The company's platform does two things. First, it tracks job changes among a vendor's existing contacts – people who have already bought from or engaged with the seller's team – and surfaces them as high-priority leads the moment they land at a new employer. The logic is simple: someone who already knows your product and just started a new role will spend 70% of their new budget in the first 100 days on the job. Lantern claims that selling to these warm contacts is three times more likely to succeed than reaching out cold.
The platform pulls those contacts not just from the CRM but from every integrated system – support tickets, email threads, sales correspondence. Anyone who has touched the vendor's world becomes trackable. Job moves are monitored via public data sources, and Lantern's engine also assesses whether the new employer is in a buying mode, using signals like recent funding rounds as a proxy for willingness to spend.

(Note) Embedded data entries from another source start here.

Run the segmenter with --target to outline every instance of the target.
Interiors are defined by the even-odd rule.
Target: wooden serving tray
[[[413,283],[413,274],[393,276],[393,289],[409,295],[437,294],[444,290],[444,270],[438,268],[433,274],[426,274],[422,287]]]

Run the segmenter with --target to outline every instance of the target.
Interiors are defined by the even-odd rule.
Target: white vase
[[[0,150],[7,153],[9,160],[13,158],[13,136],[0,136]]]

The second module handles subscription renewal forecasting. Lantern correlates each customer's product usage and communication activity against historical patterns from accounts that did and didn't renew – and outputs a probability score. Sales teams get a prioritized list: expand the active accounts, reactivate the disengaged ones before the renewal window closes. A separate signal dashboard runs continuously, flagging both positive engagement spikes (upsell opportunity) and negative drift (churn risk), with automation triggers for routine responses.
The platform integrates with roughly 50 enterprise systems to keep the signal pool as wide as possible. Standard pricing for tracking up to 150,000 contacts runs $15,000 per year. Lantern has closed a $6.8M seed round.
None of the individual ideas here are new. The job-change tracking concept goes back to at least 2021, when UserGems [raised $22.4M](/review/100-dnej-dlja-prodazh) on that single thesis. The buying-signal angle – detecting companies that just raised, expanded, or entered a new market as a proxy for software spend – was the core of CloseFactor, [covered here](/review/prodavaj-na-izmenenijah), which raised $19.5M. Reef.ai, [reviewed in April](/review/tak-rastit-vyruchku-poproshhe), layered in churn prediction and retention scoring for $6.7M.
What Lantern did was consolidate all three into one platform. That is less an innovation than a roll-up strategy in product form – and the timing matters. The sales enablement market was already a $2B category in 2021, with analysts projecting $11B by 2030. The more interesting variable is AI: as machine learning makes usage-signal analysis genuinely predictive rather than descriptive, the ceiling on that projection looks conservative. Platforms that can close the loop between contact tracking, buying intent, and renewal risk in one interface are better positioned to capture that upside than single-function point solutions.
The broader takeaway is strategic rather than tactical. When a market is accelerating, the right move is often to aggregate rather than specialize – tracking what works across early movers and assembling the best of it on a single platform.
The clearest entry point is the retention-and-expansion layer of the revenue stack. Acquiring new customers costs five to seven times more than growing existing ones, and the entire subscription model depends on keeping customers long enough for unit economics to work. Yet most sales tooling is still built around top-of-funnel acquisition.
AI makes the retention layer genuinely tractable now. Signal detection, usage pattern analysis, and churn probability scoring are all solvable with current models – and the data needed to train them exists inside every SaaS company's product and CRM infrastructure.
The entry angle with the lowest resistance: pick one vertical where renewal cycles are predictable and contract values are high enough to justify a $15K/year tool – financial services, legal tech, enterprise HR software – and build a focused retention intelligence product for that segment. Competing head-on with Lantern on the broad market is a slower path than owning a vertical deeply enough to make the economics irresistible.